VAN NUYS — Ronald Boscaino bragged to friends about abducting, robbing and killing a North Hills man, saying the crime “doesn’t matter because I’m going to hell anyway,” prosecutors told jurors Wednesday.
Boscaino and his brother, Vincent, face the death penalty if convicted of the 1989 slaying of Sheldon Oppenheim in his apartment.
Deputy Dist. Atty. Susan D. Chasworth accused the brothers of committing “a senseless, rather cold-blooded, execution-style murder” when they tried to strangle Oppenheim, then beat him, and finally pumped one round from a stolen handgun into the back of his head.
In contrast, the Boscainos’ lawyers said the entire case is based solely on the statements of Troy Simons, an accomplice who admitted his role in Oppenheim’s killing but who was allowed to plead guilty to a simple robbery charge and will be released from custody once he testifies.
Suspected of being the man who actually shot Oppenheim, Ronald Boscaino, 32, faces 13 charges, including the kidnaping of two other people during a two-week crime spree in the fall of 1989. His brother Vincent, 27, faces nine felony counts.

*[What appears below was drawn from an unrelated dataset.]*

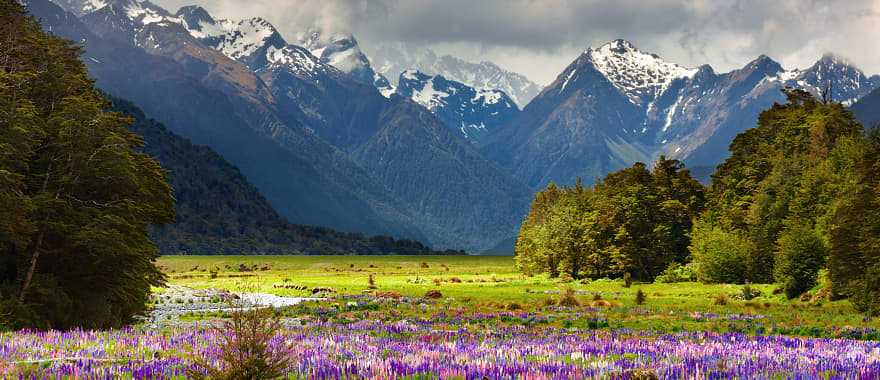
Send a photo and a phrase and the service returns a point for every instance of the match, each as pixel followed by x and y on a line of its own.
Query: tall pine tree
pixel 76 194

Chasworth said the brothers drove from Tennessee to California with two friends at the end of August, 1989, renting a room in a Studio City motel. Oppenheim was abducted during the early morning hours of Sept. 24, 1989, as he left a bar next door, the prosecutor said.
The four forced Oppenheim to withdraw $300 from an automated teller machine, she said, and drove the victim to his residence, where “they tied him up with duct tape and laid him face down on the floor of his living room.”
After ransacking the apartment and loading the loot into Oppenheim’s own car, the Boscainos, Simons and another man known only as “Kevin” then decided they had to kill the only witness to the crime, according to Chasworth.
After trying to strangle Oppenheim, they beat him on the head with his own tennis rackets, she said. An autopsy, according to Chasworth, revealed these blows “would likely have caused his death.”
But to make sure he was dead, Ronald Boscaino placed a .25-caliber handgun to the back of Oppenheim’s head and fired one bullet while “holding a pillow over the gun in order to muffle it,” the prosecutor said.
In addition to Oppenheim’s slaying, the Boscainos are charged with burglarizing a Sherman Oaks home and stealing a gun that was used in Oppenheim’s killing the next day. Both men are also charged with abducting Kenneth Fromberg in Woodland Hills on Oct. 8 and forcing him to drive them to Las Vegas, where they pushed him out of his car along Interstate 15.
Ronald Boscaino is also charged with the Oct. 4 kidnaping of Tory Christopher, who was abducted in the parking lot of the same bar where Oppenheim was kidnaped. Chasworth said Boscaino later put a handgun into Christopher’s mouth and pulled the trigger, but he could not figure out how to release the safety catch on the gun. Christopher was able to escape.
The Boscainos and Simons were arrested about six months after the slaying. Authorities were led to the brothers after “they actually laughed and bragged about what they did,” and two men reported the statements to police, Chasworth said.
“Troy Simons lied to avoid the gas chamber,” said Robert Fefferman, the attorney representing Ronald Boscaino. “That’s why Ronald Boscaino had the finger pointed at him.”
Chasworth called Simons a criminal and a murderer, but she said his statements are corroborated by physical evidence.